The mean value of %EMGMVC during the squat exercise was 40.6% for VL, 28.7% for RF, 34.8% for VM, 5.3% for BF, and 8.4% for GM. These values are equivalent to those reported by Isear et al. [15] who examined EMG activities during body mass-based squat exercise (33.1%EMGMVC for VL, 40.0%EMGMVC for RF, and 10.8%EMGMVC for GM). In the present study, the %EMGMVC during the squat exercise significantly increased after 6 min from exercise onset. Because oxygen uptake is positively related to integrated EMG activity during an incremental loaded bicycle test [32], increases in integrated EMG, being derived from the number of action potentials and contracting muscle fibers [33], may be associated with elevated oxygen uptake during exercises. However, in the present results, the %EMGMVC during the squat exercise increased in the later stages of the exercise, whereas oxygen uptake did not significantly shift after 5 min in this study. This might be due to the degree of increases in muscular activities during the exercise. In fact, the differences between the values averaged after 6 min and the values averaged over 1-5 min were 3.5-7.6%EMGMVC for each muscle, indicating relatively small.

The %EMGMVC for VL during body mass-based squat exercise was significantly related to KET/BM. This result supports our previous findings that the muscular activity levels of lower limb muscles during body mass-based exercises are negatively related to knee extension torque relative to body mass [11, 34]. This implies that relative effort during body mass-based squat exercise is greater in a person with low force-generating capacity than one with high force-generating capacity. Considering that increase in relative load during the incremental loaded bicycle test linearly elevates oxygen uptake and integrated EMG activity [32], %VO2max would be expected to depend on the muscular activity level during the squat exercise. However, the corresponding relationships were not significant in this study. Therefore, at least in young men, cardiorespiratory responses during body mass-based squat exercise may be independent of the muscular activity level of the knee extensors.

Because the design of this study was cross-sectional study, it is unclear whether body mass-based squat exercise training improves systemic and local endurance capacities. Miyamoto et al. [2] revealed that a 4-week intervention with low-intensity electrical muscle stimulation during knee extension exercises, corresponding to 3-4 METs, enhanced oxygen uptake during cycle ergometer.
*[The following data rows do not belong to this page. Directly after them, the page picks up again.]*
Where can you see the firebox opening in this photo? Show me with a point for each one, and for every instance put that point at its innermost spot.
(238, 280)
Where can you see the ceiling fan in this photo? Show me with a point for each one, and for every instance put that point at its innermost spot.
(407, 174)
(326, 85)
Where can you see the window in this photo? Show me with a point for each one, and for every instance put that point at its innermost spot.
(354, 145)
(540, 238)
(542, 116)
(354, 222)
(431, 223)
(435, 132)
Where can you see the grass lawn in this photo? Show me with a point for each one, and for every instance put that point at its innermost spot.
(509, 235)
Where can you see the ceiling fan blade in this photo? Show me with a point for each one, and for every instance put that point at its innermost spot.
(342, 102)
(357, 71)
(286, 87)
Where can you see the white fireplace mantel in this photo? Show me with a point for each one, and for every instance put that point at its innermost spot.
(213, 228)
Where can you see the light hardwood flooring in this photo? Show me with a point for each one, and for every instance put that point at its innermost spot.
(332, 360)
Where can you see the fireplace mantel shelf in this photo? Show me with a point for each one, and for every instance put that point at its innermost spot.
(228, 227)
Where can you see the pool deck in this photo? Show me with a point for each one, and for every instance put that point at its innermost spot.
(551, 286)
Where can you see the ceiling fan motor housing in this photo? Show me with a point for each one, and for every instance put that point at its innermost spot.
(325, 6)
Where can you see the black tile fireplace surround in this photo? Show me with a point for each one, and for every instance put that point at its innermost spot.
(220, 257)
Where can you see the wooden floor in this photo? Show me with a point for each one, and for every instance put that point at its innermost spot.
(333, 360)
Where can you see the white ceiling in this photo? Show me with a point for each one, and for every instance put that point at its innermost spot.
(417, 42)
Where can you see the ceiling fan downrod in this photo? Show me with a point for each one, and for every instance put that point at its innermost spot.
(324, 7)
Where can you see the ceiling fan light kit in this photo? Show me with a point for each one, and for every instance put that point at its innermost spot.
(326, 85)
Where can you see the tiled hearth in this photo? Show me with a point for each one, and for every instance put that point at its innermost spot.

In the present study, METs during the body mass-based squat exercise reached 6.5 ± 1.1, and mainly activated the knee extensors. Body mass-based squat exercise may be one feasible approach for improving systemic and local endurance capacity when it is performed continuously at least for 5 min.

Conclusions

From the viewpoint of cardiorespiratory and metabolic responses, body mass-based squat exercise is moderate intensity and is performed via aerobic metabolism after 5 min from exercise onset. Furthermore, the relative intensity of the squat exercise partially depends on the individual’s aerobic maximal power.